I don’t think most 18-year-olds have a very good sense of their future, but in my case I had known since the time I was 14 that I wanted to be a reporter on a big-city newspaper.

Why?

I worked for my junior high newspaper, and I was a shy, quiet kid, and I couldn’t imagine anything better than having a license to ask questions and learn about the world.

Did you want to be the next Woodward or Bernstein, or did you want to go into management?

In high school, I started working as an editor, and I really liked running things because it meant that I knew what everyone was working on, and I liked having a part in the whole paper.

Do you miss it?

I miss the people in the newspaper business, and I miss … the process of putting together a daily news report and then a website.

But …

I’ve loved every job I’ve had, so if I’d stayed doing that, I wouldn’t have had all the other opportunities.

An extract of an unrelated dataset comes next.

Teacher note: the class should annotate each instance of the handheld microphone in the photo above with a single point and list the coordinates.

I’m not sure you’ve fully answered the question.

I reached a point after 35 years in newspapers that I was still young enough to do something else, and I thought the newspaper business model was broken, and I wasn’t smart enough to fix it.

What is the state of newspapers today?

In communities this size and smaller, I think newspapers will be around for a long time. I came to believe that print on paper dropped on driveways wasn’t the most important thing we did. The most important thing we did was to gather information and put it through a process of verification before sharing it with people. And that expertise is still resident in newspapers, and now it’s coming through on websites and mobile apps, and I think that will live forever because there will always be people who want information from a trusted source.

What was it like returning to the classroom?

It was great. I love college students because it’s getting to watch intellectual flowers bloom. That sounds hokey, but I think students are great because every part of their life is in the process of change, and so I probably learned more from them than they did from me.

What was your reaction to being named interim director of the Elliott School?

When I left management in 2007, I was relieved that I would never again deal with budget and personnel issues because those are … the most taxing part of a leader’s job. But at the point that I was asked to be interim director, I’d had several years away and thought it would be fine, and it was.

And on being named acting director for the Center for Entrepreneurship?

Over the past couple of years, (I had) begun focusing more and more on entrepreneurship in my Media Transformation class because there’s such tremendous upheaval going on in media, and I thought that entrepreneurs were making a tremendous difference in media and business and society. So this past spring I devoted my Media Transformation seminar to having students prepare business plans to enter into the statewide business plan competition sponsored by the Center for Entrepreneurship.

One of my students … Tori Deatherage … developed a business plan that won second place out of 87 entries in the competition, so that was awfully exciting for our class. … We weren’t even a business class.

How entrepreneurial are you?

Well, considering that I spent part of my life as a business editor and part of my life as a CEO and the most recent part of my life in an academic environment, I think I have reinvented myself enough times that I could be considered somewhat of an entrepreneur.

Anything left on your career bucket list?

I feel that I have had wonderful mentors and great opportunities, and I think if I keep working hard, new mentors and new opportunities will come along.

You describe yourself as “a young 64.” Do you plan to work for many years to come?

Yes. I love going to work in the morning. Every job I’ve had I’ve loved learning.

Anything keep you up at night?

Thunderstorms.

No worries?

I’m not answering.

What’s one thing few people know about you?

I collect contemporary art and have been doing it since I was a college student.

Why?

I’m particularly interested in narrative art, and so my interest in storytelling translates right to my interest in art.

What’s your favorite piece?

There are three local artists I love: Patrick Duegaw, Wade Hampton and Curt Clonts. … Any one of their pieces is my favorite on alternate days.

I think Wichita has a great art scene, and I love going to galleries and museums.